藤澤 全体の3分の2が近畿圏ですね。その近畿圏のうちの3分の1ずつを占めるのが大阪府と兵庫県。地元志向が強いようです。
髙宮 先ほど「異分野共創」というお話がありましたが、地元企業ともいろいろと連携されているのでしょうか。
藤澤 はい。手前みそで恐縮ですが、私の医師としての専門分野である泌尿器科では、地元企業とのコラボで手術支援ロボットの実用化に成功しています。
髙宮 詳しくお聞かせください。
藤澤 前立腺がんは近年増加し、日本人男性の罹患率の第1位となっていますが、私が泌尿器科の医師になった1980年代後半には、手術はほとんど行われていませんでした。症例そのものが少なかったからで、手術するとしても開腹するのが一般的でした。
1990年代になると腹腔鏡手術が確立され、内視鏡手術が普及しました。その後に登場したのがロボット支援手術で、本学医学部が関西地方で初めて手術支援ロボットを導入したのが2010年でした。今や前立腺がん手術の8割以上は手術支援ロボットで行われていますが、ロボットは全て海外製で非常に高価。日本製はありませんでした。そこで、本学と地元企業メディカロイドとのコラボで開発されたのが、国産初の手術支援ロボット「hinotori」です。2020年の暮れには「hinotori」を使った世界初の前立腺がん手術に成功しました。今後は「honotori」で行える手術の領域を広げていきたいですね。
2020年12月14日、神戸大学医学部附属病院国際がん医療・研究センター(ICCRC)で、「hinotori」を使った1例目の手術、前立腺がん全摘手術が実施され、成功した。執刀医は藤澤正人医学研究科長(当時)。
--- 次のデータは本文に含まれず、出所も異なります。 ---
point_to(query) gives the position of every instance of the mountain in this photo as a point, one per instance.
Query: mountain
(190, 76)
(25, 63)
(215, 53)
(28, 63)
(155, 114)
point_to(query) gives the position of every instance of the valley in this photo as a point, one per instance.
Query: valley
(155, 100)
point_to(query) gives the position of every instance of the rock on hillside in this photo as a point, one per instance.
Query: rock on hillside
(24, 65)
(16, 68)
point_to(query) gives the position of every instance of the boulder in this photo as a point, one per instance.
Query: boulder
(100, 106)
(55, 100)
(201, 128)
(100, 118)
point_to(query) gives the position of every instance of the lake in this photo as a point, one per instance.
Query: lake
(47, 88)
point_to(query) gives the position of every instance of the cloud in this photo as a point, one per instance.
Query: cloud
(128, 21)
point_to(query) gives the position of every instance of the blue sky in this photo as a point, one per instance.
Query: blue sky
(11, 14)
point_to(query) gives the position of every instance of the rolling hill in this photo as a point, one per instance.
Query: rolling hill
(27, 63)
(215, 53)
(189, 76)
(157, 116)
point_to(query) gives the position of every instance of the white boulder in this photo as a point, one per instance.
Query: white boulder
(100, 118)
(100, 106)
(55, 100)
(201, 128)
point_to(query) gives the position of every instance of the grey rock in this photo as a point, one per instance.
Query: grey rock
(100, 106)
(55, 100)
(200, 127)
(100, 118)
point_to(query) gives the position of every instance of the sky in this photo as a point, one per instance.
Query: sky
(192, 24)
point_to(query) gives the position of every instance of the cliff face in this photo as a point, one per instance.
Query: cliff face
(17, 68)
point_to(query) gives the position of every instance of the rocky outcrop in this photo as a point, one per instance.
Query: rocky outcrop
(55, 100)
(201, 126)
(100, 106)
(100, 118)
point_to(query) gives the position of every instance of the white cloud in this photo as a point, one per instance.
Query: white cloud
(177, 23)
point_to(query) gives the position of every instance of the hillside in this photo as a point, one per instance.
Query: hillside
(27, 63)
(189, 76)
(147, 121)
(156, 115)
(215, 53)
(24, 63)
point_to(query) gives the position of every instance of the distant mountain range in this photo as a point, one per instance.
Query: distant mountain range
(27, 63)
手術時間は4時間28分で、そのうち「hinotori」を操作した時間は3時間39分だった。
産学官の連携で
先進医療の拠点づくり
髙宮 自治体とも連携を深めているそうですね。
藤澤 また医学部の話で恐縮ですが、神戸市、神戸大学、地元企業の川崎重工業、メディカロイド、シスメックスの産学官連携による「神戸未来医療構想」というプロジェクトを10年計画で2020年に立ち上げました。これはICCRCを実証実験の拠点と位置づけ、未来の医療につながるさまざまな技術開発を進めていくというものです。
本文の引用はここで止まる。